I have a simple model with a foreign key and a many-to-many relationship:
class Car(models.Model):
uuid = models.UUIDField()
is_red = models.BooleanField()
class Owner(models.Model):
car = models.ForeignKey(Car, to_field="uuid", on_delete=models.CASCADE)
class Driver(models.Model):
cars = models.ManyToManyField(ProtectedArea, related_name="cars")
Now a lot of my application logic relies on cars on which at least one of the three conditions: it is red, it has at least one owner, it has at least one driver is true. It might be an important information, that in reality the Car-model contains some rather big polygonal data, maybe that is relevant for performance here?
I have a custom manager for this but now matter how I built the query it seems extremely slow. Times are taken from my local dev machine with ~50k cars, 20k Owners, 1.2k Drivers. The view is a default FilterView
from django-filter
without any filters being actually active.
My manager currently looks like this:
class ActiveCarManager(models.Manager):
def get_queryset(self):
cars_with_owners = Owner.objects.values("car__uuid").distinct()
cars_with_drivers = Drivers.objects.values("cars__uuid").distinct()
return (
super()
.get_queryset()
.filter(
Q(uuid__in=cars_with_owners)
| Q(uuid__in=cars_with_drivers)
| Q(is_red=True)
)
)
The view generates 2 queries from this, one count query and one query to fetch the actual items. The query that is so slow is the count query. On our staging instance this reguarly takes several seconds to complete. Here are the generated SQL and the query plan:
SELECT COUNT(*) AS "__count"
FROM "app_car"
WHERE ("app_car"."uuid" IN (SELECT DISTINCT U0."car" FROM "app_owner" U0) OR "app_car"."uuid" IN (SELECT DISTINCT U2."uuid" FROM "app_driver" U0 LEFT OUTER JOIN "app_driver_cars" U1 ON (U0."id" = U1."driver_id") LEFT OUTER JOIN "app_car" U2 ON (U1."car_id" = U2."id")) OR "app_car"."is_red" = TRUE)
Aggregate (cost=32426.52..32426.53 rows=1 width=8) (actual time=951.281..951.289 rows=1 loops=1)
-> Seq Scan on app_car (cost=13300.79..32335.30 rows=36485 width=0) (actual time=20.850..950.695 rows=3687 loops=1)
Filter: ((hashed SubPlan 1) OR (hashed SubPlan 2) OR (is_red IS TRUE))
Rows Removed by Filter: 44147
SubPlan 1
-> HashAggregate (cost=556.68..580.34 rows=2366 width=16) (actual time=6.713..6.940 rows=2366 loops=1)
Group Key: u0.park
Batches: 1 Memory Usage: 241kB
-> Seq Scan on app_owner u0 (cost=0.00..508.57 rows=19245 width=16) (actual time=0.007..3.970 rows=19245 loops=1)
Filter: approved
Rows Removed by Filter: 12
SubPlan 2
-> HashAggregate (cost=12669.76..12705.58 rows=3582 width=16) (actual time=12.404..12.718 rows=3009 loops=1)
Group Key: u2.uuid
Batches: 1 Memory Usage: 369kB
-> Nested Loop Left Join (cost=0.86..12660.81 rows=3582 width=16) (actual time=0.090..10.961 rows=3585 loops=1)

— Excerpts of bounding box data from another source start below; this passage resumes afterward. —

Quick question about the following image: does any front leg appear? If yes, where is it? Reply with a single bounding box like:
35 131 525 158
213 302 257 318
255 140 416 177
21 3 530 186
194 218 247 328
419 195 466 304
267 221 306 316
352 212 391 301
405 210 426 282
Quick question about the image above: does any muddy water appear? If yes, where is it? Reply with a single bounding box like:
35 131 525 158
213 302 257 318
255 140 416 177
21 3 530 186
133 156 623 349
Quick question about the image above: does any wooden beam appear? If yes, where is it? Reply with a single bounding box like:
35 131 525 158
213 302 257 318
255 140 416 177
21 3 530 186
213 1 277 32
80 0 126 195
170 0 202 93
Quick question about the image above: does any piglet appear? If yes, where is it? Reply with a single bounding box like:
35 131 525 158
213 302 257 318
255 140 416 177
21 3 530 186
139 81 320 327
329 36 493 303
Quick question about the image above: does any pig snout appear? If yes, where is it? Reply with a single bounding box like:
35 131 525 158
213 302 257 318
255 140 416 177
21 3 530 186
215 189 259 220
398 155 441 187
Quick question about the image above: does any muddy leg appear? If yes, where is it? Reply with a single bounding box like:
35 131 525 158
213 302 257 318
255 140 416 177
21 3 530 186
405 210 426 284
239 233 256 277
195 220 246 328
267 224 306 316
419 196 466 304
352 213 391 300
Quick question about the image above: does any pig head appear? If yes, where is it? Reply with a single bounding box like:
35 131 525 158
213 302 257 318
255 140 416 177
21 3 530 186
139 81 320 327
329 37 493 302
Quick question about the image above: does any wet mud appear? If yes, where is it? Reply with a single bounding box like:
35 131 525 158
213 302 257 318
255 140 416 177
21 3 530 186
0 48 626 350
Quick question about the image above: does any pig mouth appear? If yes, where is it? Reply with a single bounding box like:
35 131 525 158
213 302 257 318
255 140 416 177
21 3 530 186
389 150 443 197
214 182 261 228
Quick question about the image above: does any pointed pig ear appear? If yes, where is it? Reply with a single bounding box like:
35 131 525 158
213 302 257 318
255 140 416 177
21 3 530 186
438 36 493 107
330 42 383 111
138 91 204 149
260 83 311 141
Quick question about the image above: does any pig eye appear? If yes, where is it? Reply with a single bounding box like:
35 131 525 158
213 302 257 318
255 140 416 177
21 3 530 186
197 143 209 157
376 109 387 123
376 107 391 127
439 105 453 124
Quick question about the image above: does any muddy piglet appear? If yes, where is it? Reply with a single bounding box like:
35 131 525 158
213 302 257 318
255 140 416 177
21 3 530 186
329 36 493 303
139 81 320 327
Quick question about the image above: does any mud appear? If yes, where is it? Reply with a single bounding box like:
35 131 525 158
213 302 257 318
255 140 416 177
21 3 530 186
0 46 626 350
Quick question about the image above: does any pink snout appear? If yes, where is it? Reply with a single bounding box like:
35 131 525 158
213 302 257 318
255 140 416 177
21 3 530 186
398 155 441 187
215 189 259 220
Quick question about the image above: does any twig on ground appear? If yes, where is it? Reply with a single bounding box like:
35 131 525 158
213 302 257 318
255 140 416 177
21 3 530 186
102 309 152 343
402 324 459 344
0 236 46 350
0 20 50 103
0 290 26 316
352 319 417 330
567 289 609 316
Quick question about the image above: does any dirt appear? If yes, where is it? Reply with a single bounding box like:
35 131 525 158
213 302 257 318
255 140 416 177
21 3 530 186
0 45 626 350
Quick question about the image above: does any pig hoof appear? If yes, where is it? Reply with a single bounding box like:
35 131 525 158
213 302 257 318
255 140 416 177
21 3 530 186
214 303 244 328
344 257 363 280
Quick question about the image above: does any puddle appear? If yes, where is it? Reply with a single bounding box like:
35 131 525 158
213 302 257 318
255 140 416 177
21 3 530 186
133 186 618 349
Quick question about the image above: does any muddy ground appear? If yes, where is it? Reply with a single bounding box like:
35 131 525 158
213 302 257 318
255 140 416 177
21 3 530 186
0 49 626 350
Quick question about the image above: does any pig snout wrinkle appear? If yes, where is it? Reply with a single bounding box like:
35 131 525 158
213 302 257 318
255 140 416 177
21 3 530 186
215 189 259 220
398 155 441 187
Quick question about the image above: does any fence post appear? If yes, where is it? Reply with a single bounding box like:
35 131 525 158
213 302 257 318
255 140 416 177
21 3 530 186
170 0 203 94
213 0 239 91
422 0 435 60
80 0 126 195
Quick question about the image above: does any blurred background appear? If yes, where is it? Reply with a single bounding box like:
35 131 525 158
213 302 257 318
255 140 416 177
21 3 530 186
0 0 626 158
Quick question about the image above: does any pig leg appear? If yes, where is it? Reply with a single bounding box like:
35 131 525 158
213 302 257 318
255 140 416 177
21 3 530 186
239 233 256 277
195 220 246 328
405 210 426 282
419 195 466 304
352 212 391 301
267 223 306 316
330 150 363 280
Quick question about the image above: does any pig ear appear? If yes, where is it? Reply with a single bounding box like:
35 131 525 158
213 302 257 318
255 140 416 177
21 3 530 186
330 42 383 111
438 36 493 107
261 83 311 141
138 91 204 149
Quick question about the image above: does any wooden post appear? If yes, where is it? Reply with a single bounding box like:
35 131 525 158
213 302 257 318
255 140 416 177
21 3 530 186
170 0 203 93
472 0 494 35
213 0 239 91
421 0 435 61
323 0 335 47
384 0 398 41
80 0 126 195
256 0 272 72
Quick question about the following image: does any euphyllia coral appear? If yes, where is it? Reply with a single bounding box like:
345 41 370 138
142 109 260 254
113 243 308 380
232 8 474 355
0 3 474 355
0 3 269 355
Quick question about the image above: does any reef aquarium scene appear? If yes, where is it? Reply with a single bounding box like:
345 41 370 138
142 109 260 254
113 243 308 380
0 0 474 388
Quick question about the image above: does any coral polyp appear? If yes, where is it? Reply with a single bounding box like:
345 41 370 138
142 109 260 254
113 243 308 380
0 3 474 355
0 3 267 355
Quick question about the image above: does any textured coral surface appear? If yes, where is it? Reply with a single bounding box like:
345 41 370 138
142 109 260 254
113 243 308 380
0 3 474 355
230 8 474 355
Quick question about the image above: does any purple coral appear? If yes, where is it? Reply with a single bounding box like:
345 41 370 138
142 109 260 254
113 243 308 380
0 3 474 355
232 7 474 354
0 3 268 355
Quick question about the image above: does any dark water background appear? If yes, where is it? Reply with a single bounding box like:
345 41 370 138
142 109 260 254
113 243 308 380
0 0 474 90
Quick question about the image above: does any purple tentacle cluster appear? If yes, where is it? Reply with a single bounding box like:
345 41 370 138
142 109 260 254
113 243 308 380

-> Merge Left Join (cost=0.56..238.42 rows=3582 width=8) (actual time=0.065..1.403 rows=3585 loops=1)
Merge Cond: (u0_1.id = u1.driver_id)
-> Index Only Scan using driver_id_pkey on driver_id u0_1 (cost=0.28..70.02 rows=2249 width=8) (actual time=0.036..0.388 rows=2249 loops=1)
Heap Fetches: 0
-> Index Only Scan using driver_id_park_id_car_cb09e8dc_uniq on driver_id_carss u1 (cost=0.28..118.01 rows=3582 width=16) (actual time=0.026..0.435 rows=3582 loops=1)
Heap Fetches: 0
-> Memoize (cost=0.30..4.11 rows=1 width=24) (actual time=0.002..0.002 rows=1 loops=3585)
Cache Key: u1.car_id
Cache Mode: logical
Hits: 576 Misses: 3009 Evictions: 0 Overflows: 0 Memory Usage: 377kB
-> Index Scan using app_car_pkey on app_car u2 (cost=0.29..4.10 rows=1 width=24) (actual time=0.002..0.002 rows=1 loops=3009)
Index Cond: (id = u1.car_id)
Planning Time: 5.902 ms
Execution Time: 952.436 ms
Interestingly the Query Plan states that it took 952ms, however Django Debug Toolbar reports 2162ms …
Do you have any idea how I can speed this up? Or should I use a dedicated “is_active” column and update it using signals?